SANTO DOMINGO.-Il viceministro delle infrastrutture stradali del Ministero dei Lavori Pubblici e delle Comunicazioni (MOPC), l'ingegnere Elías Santana, ha comunicato che l'ente ha indetto una nuova gara d'appalto del valore di oltre tre miliardi di pesos per il completamento della costruzione della tangenziale di Baní.
Il funzionario ha precisato che questa nuova procedura di gara non influirà in alcun modo sulle imprese di costruzione attualmente incaricate e mira a realizzare le parti fondamentali della strada escluse dal contratto di gara originale, come ponti, svincoli, attraversamenti idrici e caselli autostradali. Inoltre, dovrà tenere conto, tra gli altri aspetti, della variazione dei prezzi della manodopera, delle attrezzature e dei materiali da utilizzare nei lavori.
Ha spiegato che, quando il progetto originale fu messo a gara, il Ministero stesso aveva stanziato un budget di circa 4 miliardi di pesos dominicani; tuttavia, inspiegabilmente, l'appalto fu aggiudicato per circa 2,2 miliardi di pesos dominicani, poco più del 50% di quanto previsto dal Ministero dei Lavori Pubblici e delle Comunicazioni (MOPC).
Ha affermato che con l'importo inizialmente stanziato per il progetto, "era risaputo che non sarebbe stato possibile completare l'importante tangenziale di Baní".

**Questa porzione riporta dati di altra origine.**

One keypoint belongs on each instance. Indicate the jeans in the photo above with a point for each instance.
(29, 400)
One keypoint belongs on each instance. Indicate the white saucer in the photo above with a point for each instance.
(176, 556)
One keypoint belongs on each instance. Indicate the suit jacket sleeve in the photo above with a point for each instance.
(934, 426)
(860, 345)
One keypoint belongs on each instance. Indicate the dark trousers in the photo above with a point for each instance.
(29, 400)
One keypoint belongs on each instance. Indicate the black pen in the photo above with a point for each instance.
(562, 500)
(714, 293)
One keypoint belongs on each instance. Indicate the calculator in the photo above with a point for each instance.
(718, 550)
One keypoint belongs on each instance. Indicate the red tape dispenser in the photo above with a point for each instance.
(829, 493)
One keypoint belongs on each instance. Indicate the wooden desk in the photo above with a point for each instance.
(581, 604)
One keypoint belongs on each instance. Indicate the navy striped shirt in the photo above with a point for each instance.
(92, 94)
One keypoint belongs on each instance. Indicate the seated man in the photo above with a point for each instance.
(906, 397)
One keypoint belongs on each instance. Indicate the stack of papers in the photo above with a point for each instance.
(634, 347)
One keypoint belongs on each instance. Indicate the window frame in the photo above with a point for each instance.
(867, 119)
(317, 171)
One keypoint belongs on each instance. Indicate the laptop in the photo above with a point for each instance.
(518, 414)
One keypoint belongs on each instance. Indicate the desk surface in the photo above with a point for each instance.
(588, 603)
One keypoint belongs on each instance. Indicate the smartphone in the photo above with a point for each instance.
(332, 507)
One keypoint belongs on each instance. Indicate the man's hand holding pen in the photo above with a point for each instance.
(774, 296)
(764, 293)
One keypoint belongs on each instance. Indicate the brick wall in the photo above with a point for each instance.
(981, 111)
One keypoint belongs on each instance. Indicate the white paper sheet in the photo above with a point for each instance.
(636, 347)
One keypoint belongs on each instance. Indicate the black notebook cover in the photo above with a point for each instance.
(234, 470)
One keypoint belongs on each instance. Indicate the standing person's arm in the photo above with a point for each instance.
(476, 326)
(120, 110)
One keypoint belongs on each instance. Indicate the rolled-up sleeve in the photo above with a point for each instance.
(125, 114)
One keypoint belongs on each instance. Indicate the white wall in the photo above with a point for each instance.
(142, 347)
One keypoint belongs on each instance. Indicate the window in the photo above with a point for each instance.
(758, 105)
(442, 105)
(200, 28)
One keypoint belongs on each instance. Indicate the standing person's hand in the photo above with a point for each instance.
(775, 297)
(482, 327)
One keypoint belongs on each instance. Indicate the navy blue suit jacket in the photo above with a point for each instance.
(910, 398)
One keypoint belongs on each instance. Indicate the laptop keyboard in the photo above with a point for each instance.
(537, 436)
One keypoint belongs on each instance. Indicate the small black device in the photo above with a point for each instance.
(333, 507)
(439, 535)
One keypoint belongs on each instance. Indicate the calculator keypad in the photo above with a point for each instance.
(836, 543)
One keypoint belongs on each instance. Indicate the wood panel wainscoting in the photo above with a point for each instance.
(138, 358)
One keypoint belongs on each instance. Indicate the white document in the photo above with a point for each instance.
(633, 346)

Ha dichiarato che, quando l'attuale amministrazione ha assunto la gestione del progetto, si è trovata di fronte al dilemma se indire una nuova gara d'appalto o restituire il contratto iniziale ai beneficiari, optando per quest'ultima soluzione perché, tra l'altro, la nuova gara avrebbe ritardato l'inizio dei lavori di almeno 6 o 8 mesi, e considerando che disponevano di un importo iniziale di 400 milioni di pesos dominicani non utilizzato, hanno preferito applicare il principio di continuità dello Stato e guadagnare tempo nella costruzione.
Santana ha riferito che oggi si terrà una gara d'appalto del valore di oltre tre miliardi di pesos per completare il progetto, dato che il contratto originale prevedeva solo il completamento dell'80% dei lavori di sterro.

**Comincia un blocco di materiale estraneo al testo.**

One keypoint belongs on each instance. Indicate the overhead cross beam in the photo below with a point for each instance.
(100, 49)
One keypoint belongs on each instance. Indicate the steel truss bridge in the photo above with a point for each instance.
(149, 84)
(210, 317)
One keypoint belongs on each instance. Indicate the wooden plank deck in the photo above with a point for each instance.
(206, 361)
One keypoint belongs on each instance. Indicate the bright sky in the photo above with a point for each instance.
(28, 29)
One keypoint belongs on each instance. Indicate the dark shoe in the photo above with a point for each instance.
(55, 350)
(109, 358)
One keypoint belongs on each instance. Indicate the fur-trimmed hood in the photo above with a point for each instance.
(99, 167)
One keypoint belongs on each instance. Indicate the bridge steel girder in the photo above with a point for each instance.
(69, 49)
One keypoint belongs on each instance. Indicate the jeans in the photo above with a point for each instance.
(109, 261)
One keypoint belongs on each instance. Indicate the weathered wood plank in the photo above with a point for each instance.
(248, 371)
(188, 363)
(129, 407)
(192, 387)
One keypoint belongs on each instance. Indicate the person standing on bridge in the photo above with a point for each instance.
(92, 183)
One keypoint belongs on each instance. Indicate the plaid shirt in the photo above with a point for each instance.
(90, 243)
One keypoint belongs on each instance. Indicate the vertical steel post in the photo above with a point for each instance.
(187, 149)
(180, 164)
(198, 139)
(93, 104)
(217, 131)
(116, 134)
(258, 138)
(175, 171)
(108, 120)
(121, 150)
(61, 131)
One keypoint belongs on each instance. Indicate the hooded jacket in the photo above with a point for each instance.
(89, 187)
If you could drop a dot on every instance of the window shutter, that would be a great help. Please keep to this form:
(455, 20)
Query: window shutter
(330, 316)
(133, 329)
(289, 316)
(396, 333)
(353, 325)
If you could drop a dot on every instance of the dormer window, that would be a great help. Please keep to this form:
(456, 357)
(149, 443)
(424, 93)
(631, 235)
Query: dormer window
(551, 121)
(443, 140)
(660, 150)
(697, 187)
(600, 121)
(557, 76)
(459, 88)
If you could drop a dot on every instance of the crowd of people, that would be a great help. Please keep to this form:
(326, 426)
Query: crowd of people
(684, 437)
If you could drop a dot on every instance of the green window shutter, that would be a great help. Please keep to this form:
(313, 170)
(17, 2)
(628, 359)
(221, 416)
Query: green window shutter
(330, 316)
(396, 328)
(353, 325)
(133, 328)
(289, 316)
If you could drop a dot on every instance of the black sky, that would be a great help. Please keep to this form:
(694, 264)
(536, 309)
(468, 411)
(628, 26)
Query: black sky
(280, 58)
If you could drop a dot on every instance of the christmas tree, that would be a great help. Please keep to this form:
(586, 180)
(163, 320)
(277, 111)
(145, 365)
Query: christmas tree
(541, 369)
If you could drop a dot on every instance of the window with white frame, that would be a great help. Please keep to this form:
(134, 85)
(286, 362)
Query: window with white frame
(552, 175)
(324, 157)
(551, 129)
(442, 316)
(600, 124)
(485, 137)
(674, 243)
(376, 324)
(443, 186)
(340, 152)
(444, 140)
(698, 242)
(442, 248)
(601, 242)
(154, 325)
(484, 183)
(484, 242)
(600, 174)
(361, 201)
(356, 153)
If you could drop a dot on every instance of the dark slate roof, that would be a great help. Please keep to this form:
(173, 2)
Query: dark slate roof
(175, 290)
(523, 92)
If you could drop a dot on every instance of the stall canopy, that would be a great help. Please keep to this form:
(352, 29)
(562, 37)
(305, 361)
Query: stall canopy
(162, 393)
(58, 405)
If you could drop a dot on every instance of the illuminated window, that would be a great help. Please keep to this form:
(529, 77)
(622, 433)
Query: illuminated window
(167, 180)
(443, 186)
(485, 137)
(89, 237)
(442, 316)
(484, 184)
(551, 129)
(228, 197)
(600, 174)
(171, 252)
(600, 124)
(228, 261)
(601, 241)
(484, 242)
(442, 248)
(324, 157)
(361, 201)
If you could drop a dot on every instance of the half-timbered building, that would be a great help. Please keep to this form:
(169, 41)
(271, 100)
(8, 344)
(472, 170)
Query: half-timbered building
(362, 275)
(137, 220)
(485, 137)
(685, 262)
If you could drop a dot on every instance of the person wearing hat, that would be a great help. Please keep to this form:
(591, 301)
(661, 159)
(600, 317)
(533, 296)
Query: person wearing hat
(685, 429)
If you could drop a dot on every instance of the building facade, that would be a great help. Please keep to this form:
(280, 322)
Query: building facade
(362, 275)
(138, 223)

La tangenziale di Baní fa parte del circuito stradale meridionale, costituito da un insieme di strade che ridurranno i tempi di percorrenza dalla capitale alla provincia turistica di Pedernales.

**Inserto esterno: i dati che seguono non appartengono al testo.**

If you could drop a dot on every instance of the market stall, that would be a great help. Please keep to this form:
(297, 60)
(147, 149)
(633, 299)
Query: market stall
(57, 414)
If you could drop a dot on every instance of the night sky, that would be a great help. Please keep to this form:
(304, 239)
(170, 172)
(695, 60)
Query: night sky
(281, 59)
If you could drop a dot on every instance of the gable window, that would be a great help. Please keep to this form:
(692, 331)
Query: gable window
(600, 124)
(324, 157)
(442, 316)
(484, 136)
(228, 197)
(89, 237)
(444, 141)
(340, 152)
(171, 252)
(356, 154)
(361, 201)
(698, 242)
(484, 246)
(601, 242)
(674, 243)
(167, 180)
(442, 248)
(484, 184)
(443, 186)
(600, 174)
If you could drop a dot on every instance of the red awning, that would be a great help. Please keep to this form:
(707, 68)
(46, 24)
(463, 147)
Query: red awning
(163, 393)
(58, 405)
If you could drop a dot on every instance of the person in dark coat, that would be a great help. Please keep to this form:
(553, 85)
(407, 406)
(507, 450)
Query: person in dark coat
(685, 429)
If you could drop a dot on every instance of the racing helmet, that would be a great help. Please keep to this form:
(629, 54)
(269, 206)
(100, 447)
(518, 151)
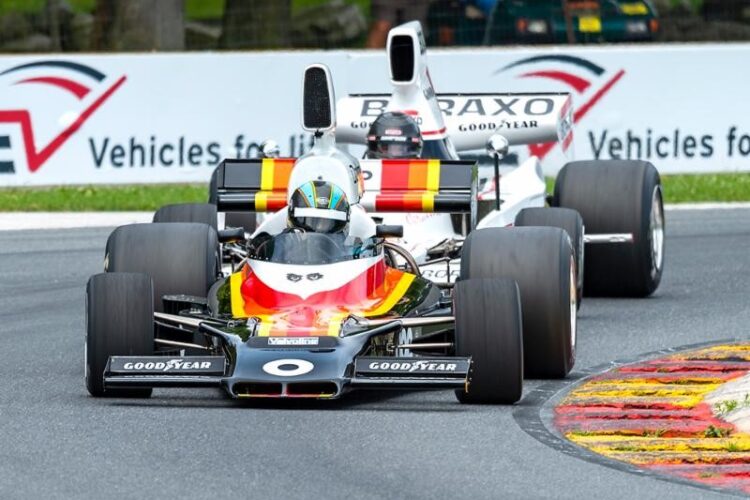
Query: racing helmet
(320, 207)
(394, 135)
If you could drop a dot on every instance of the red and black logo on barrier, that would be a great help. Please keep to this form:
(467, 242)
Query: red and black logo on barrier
(88, 88)
(581, 76)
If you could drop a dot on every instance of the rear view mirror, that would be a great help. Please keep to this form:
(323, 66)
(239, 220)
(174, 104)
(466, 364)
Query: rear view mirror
(497, 146)
(318, 112)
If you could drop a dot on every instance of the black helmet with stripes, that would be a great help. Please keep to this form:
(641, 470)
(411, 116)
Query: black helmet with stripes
(319, 206)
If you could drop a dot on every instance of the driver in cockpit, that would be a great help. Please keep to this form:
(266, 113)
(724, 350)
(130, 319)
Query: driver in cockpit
(319, 207)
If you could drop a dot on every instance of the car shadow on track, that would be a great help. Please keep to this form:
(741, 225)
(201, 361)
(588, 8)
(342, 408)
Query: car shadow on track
(397, 401)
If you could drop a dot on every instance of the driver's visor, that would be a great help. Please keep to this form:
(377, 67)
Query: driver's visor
(322, 213)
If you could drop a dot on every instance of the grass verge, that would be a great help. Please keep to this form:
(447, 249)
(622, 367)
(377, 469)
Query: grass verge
(698, 188)
(677, 189)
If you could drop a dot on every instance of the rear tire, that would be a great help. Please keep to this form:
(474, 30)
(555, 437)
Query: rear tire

Il governo ha già inaugurato la tangenziale di Azua, un percorso di 14 chilometri che consente ai veicoli diretti da e verso la regione meridionale di evitare di attraversare il centro urbano.
La tangenziale di Baní avrà una lunghezza di 19 chilometri e si estenderà, attraverso la zona sud della città, dalla strada Sánchez, prima di Paya, fino alla comunità di Galeón.